Q4. In 2019, ASX50 company Treasury Wine Estates voluntarily moved to annual elections for directors in line with best practice that occurs in both the US and the UK. Dual listed companies like News Corp and Rio Tinto all do this due to the laws in the US and UK and BHP has continued doing it even after its UK DLC ended in 2021. Given that our old parent company BHP is voluntarily doing annual elections of directors, could re-election candidate Wayne Osborne and chair Karen Wood, the former BHP company secretary, both comment on whether they are prepared to examine a switch to the impressive annual elections model adopted by the likes of BHP, Rio Tinto and TWE. Do they agree that this model better respects shareholder authority when it comes to director selection?
Answer: The chair experienced annual elections at BHP and isn't opposed in principle, but doesn't sounds like it's going to happen at South32. Watch video of exchange via Twitter.
Q5. Having been in the job for almost 10 years, could CEO Graham Kerr summarise his past LTI grants as to whether they have vested or lapsed. Also, has he ever sold any ordinary shares in the company or bought any on market without relying on an incentive scheme to build his equity position in the company? Please don't say look it up in the annual report and through ASX announcements.
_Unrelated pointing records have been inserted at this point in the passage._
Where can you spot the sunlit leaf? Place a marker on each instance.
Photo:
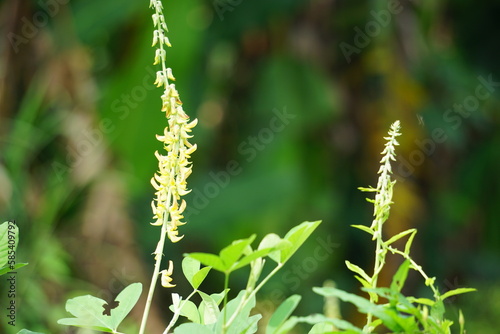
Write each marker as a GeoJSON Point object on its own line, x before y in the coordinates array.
{"type": "Point", "coordinates": [282, 313]}
{"type": "Point", "coordinates": [88, 310]}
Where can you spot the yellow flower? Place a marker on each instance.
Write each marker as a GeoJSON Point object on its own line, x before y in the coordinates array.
{"type": "Point", "coordinates": [165, 276]}
{"type": "Point", "coordinates": [170, 182]}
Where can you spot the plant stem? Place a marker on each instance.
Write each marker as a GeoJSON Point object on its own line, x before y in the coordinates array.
{"type": "Point", "coordinates": [226, 287]}
{"type": "Point", "coordinates": [158, 256]}
{"type": "Point", "coordinates": [177, 313]}
{"type": "Point", "coordinates": [247, 298]}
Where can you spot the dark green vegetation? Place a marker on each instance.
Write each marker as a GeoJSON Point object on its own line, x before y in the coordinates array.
{"type": "Point", "coordinates": [79, 114]}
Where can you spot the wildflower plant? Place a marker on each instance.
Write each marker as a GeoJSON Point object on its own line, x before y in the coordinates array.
{"type": "Point", "coordinates": [400, 314]}
{"type": "Point", "coordinates": [173, 168]}
{"type": "Point", "coordinates": [230, 312]}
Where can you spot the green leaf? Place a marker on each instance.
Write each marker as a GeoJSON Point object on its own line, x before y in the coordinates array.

It's complicated and the CEO could factually summarise the situation in 60 seconds.
Answer: The chair handed it straight over and then Graham Kerr gave a good accurate answer. He started with 100% then went 4 years when nothing vested before it started paying about last year. Watch video of exchange via Twitter.
Q6. The annual report says that we have 247,003 shareholders but less than 2% of them will have voted today. Politicians wouldn't tolerate a 98% no show in elections, so why do we? One way of tackling chronically low retail shareholder voting rates is to disclose how many shareholders actually voted for and against each item of business, like with a scheme of arrangement. Tabcorp did this yesterday. Even the ASX and Qantas embraced this practice last year. You have the data on how many of us voted, so why not disclose it to the market with the poll results, if only to provide some public ventilation of retail shareholder sentiment. It will also be interesting to see how the ASA decision to vote its hundreds of undirected proxies against this leaving entitlements item changes the overall numbers when compared with the other items of business. You've said no to most of my governance and transparency requests today, please be generous and give me a small win on this one.